Zodra je denkt dat de hoofdgisting is afgelopen, of liefst net iets daarvoor, hevel je het bier over. Het jongbier wordt overgeheveld in een glazen (mand)fles. De "lagertank" moet zo vol mogelijk zijn om oxidatie van het jong bier te voorkomen. In de dop of stop waarmee de "lagertank" is afgesloten moet een waterslot zijn bevestigd. Tijdens en na het overhevelen dient weer zo veel mogelijk worden voorkomen dat zuurstof bij het bier komt. Door het uiteinde van de slang op de bodem van de mandfles te leggen tijdens het overhevelen vul je van onderop en voorkom je het kletteren van het jongbier. Laat het grootste gedeelte van de gist in het gistvat zitten. Het is geen probleem als een klein gedeelte van de gist mee komt bij het hevelen.
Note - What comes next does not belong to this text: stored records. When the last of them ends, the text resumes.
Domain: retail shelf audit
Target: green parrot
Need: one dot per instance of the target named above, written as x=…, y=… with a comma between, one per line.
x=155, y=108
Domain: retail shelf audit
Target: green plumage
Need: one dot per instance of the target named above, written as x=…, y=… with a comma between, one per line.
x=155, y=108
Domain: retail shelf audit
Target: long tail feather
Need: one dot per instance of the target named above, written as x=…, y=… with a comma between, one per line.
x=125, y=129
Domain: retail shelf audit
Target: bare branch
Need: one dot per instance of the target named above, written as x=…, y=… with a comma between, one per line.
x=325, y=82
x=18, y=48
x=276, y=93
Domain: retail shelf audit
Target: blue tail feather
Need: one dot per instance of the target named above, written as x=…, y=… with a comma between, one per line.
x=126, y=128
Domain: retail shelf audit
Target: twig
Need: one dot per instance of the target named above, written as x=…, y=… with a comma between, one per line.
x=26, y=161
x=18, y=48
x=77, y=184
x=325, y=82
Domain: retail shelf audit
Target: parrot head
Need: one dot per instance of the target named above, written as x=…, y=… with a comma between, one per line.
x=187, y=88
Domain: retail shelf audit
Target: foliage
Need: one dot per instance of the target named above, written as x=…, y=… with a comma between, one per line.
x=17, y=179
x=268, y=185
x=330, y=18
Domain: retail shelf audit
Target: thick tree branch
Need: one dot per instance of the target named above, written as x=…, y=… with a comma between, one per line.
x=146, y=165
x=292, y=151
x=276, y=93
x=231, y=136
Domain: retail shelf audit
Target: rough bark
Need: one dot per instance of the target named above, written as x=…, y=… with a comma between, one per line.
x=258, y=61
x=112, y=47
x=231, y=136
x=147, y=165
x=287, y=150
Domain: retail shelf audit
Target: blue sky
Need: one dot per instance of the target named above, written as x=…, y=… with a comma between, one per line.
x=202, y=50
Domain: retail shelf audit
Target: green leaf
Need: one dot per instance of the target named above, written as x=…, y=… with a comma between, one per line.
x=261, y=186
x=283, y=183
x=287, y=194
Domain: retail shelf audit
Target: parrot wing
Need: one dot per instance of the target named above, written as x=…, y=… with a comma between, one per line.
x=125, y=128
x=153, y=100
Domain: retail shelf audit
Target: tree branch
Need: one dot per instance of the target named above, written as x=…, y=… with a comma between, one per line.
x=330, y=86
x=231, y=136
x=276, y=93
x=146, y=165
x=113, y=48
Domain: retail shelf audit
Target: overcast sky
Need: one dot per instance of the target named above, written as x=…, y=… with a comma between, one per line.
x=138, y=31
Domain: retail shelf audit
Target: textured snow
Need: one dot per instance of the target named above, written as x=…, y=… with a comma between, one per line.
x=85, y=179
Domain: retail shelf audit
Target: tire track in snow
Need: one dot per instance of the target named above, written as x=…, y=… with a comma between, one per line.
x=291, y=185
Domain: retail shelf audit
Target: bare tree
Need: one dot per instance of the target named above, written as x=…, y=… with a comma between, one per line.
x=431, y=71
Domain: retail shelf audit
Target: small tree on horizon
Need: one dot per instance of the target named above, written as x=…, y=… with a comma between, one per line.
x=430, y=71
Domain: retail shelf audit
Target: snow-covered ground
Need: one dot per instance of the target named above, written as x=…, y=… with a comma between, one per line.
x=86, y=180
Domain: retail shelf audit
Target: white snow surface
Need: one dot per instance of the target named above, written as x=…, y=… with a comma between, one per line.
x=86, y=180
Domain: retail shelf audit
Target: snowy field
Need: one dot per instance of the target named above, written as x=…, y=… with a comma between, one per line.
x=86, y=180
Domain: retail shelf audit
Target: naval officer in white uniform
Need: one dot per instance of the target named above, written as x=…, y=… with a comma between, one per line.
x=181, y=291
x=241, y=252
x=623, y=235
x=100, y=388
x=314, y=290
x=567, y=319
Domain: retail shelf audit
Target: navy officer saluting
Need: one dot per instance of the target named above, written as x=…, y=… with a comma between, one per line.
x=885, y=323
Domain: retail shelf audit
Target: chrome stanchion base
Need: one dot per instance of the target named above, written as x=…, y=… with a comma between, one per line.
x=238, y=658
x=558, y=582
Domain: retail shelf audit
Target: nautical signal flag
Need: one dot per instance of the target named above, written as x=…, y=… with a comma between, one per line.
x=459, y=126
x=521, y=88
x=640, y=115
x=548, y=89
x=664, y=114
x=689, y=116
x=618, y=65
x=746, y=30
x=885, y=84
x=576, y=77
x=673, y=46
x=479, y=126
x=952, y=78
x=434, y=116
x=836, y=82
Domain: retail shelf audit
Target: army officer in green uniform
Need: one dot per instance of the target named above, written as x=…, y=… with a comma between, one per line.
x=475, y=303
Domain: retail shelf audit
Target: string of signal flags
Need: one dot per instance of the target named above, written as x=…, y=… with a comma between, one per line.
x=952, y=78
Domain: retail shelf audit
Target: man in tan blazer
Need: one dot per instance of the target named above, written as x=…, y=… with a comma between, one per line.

Hoelang het bier moet staan na het overhevelen is afhankelijk van de temperatuur waarbij het bier bewaard wordt. De bedoeling is immers dat alle vergistbare suikers vergisten. Gebruikelijk is het om de nagisting bij een lagere temperatuur uit te voeren dan de hoofdgisting. Deze temperatuur mag echter niet te laag zijn omdat dan de vergisting geheel stil komt te vallen. Indien je lagert bij 2 tot 3 graden onder de temperatuur van de hoofdgisting zit je goed. Na 1 week tot 3 weken is de nagisting beëindigd en zal het waterslot slecht nog een enkele maal of niet meer blubben. Je kunt dan gaan bottelen. Voor de zekerheid kun je het eind SG controleren. Deze hoort ongeveer 20 tot 25 % te bedragen van het begin SG. Bij zeer zware bieren kan dat wat hoger zijn tot wel meer dan 30%
Sommige hobbybrouwers gaan na 2 tot 3 weken over op een koude lagering bij 0 tot 4 ºC voor een periode van 1 tot 3 weken. Hierdoor wordt het bier wat helderder en heb je minder snel dat het bier iets troebel wordt als je het koelt in de koelkast. Noodzakelijk is een dergelijke koude lagering niet. Na het bottelen wordt het bier ook zonder een koude lagering helder.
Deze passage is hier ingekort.